February 17, 2013

Bridget's Bagettes by Atkinson Designs--a pattern review

I found this pattern at my LQS about 6 mos ago now.  I tucked it away and forgot all about it until I needed wanted to make a pencil case.  Of course I totally forgot where I stashed it so it took me about 20 mins to find it.  Then it took me another 10 to figure out what I did with the huge remnant of vinyl I bought eons ago.  

Once I located all the materials I got started.  I didn't have fusible fleece but I did have a lightweight fusible interfacing which worked just fine, in fact, I think the fleece might be overkill for this project.  

I will say that if you rely on words WITH the diagrams you may be a little lost.  There were a couple steps that took me forever to figure out, whether it was because I started this at 1030 PM or because I'm incredibly dumb or I tried to make it harder than it was but I'll try to clarify the steps in question without giving away the entire pattern.  

A couple words of caution, the vinyl WILL melt if it comes into contact with the iron.  If you need to flatten your vinyl put it on your ironing board, cover it with a piece of fabric, make a couple quick, light passes then put the warmed vinyl under a ruler for it to cool and flatten out.  I've done this method a few times when using vinyl for projects.  Also, put some paper under the vinyl as you pass it through your sewing machine, you'll curse and bitch up a storm if you don't.  

Now, onto the pattern review!

Cost: $6.50
Materials: 2 Fat Quarters, 3 14" zippers, fusible fleece, lightweight fusible interfacing,  & clear vinyl.  
Special tools: Zipper foot, walking foot, tissue paper, Clover Wonder Clips (optional but HUGE help)
Notes: you can very easily get away with using a 9" zipper and two 12" zippers.  There is NO need for such excess zipper, the pattern uses the leftovers to create a zipper pull which honestly, is not needed.  

There are several diagrams but the wording can be poor at times.  There are also some extra steps that an individual experienced with zippers can easily combine.  The most confusing step comes at the very end when you're putting the backing/binding on.  The diagram shows it correctly, the wording is lacking for clear explanation of the step.  You find the centers of both the front and back, with right sides together line up your center marks and match the raw edges of the top and bottom edges.  The fabric will appear bunched in between but this is OK!  This will give you the appearance of binding on the top and bottom edges when you turn the pouch right side out.  

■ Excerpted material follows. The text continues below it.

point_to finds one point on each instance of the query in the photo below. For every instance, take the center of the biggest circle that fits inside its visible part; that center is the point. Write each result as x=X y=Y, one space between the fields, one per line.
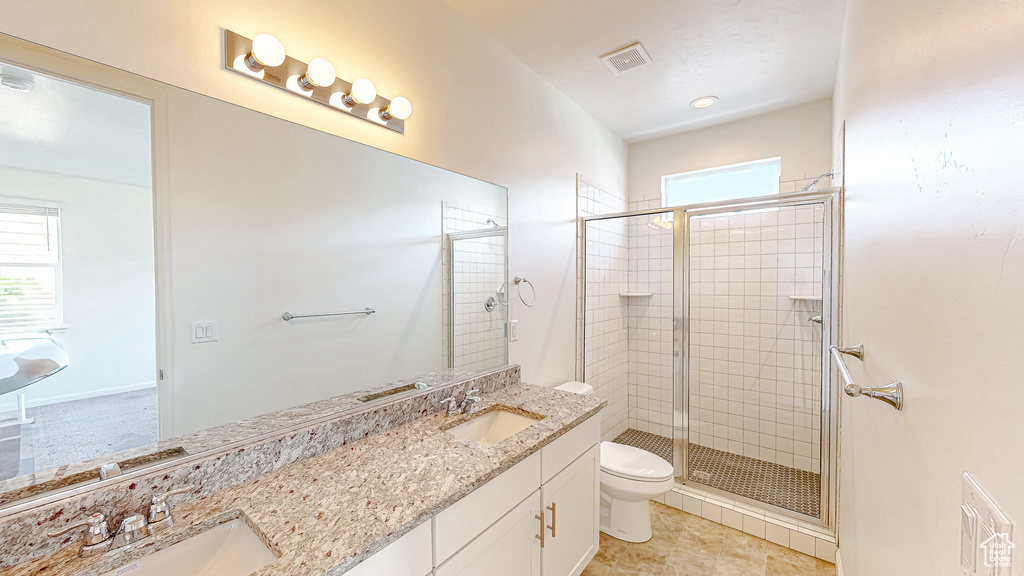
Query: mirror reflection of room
x=77 y=289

I did the simple corners, which really are super simple.  This is where the Wonder Clips come in handy!  They work SO well to hold the folds in place while you stitch the sides down.  

This is the finished pouch!

A couple things I might change if I make it again, I'd consider using a medium weight interfacing for stability where fusible fleece is used.  I used a lightweight fusible but the medium weight might be a better choice if you want it more rigid.  I'd also use a thicker vinyl.  I think the remnant I bought was something like 50 cents so the price was right but it might be too thin for this project. 

Once I got past my own hangups on this pattern I'd definitely make this again.  In fact, I'm hoping to go get some thicker vinyl and make a couple more!

Fabrics are Out to Sea by Sarah Jane for Michael Miller fabrics.  Very cute stuff!

1 comment:

  1. Thank you so much for writing this review! I just finished my first and missed lining up my raw edges for the backing/binding and could not figure out what I had done wrong. Now I will more confident in trying a second time.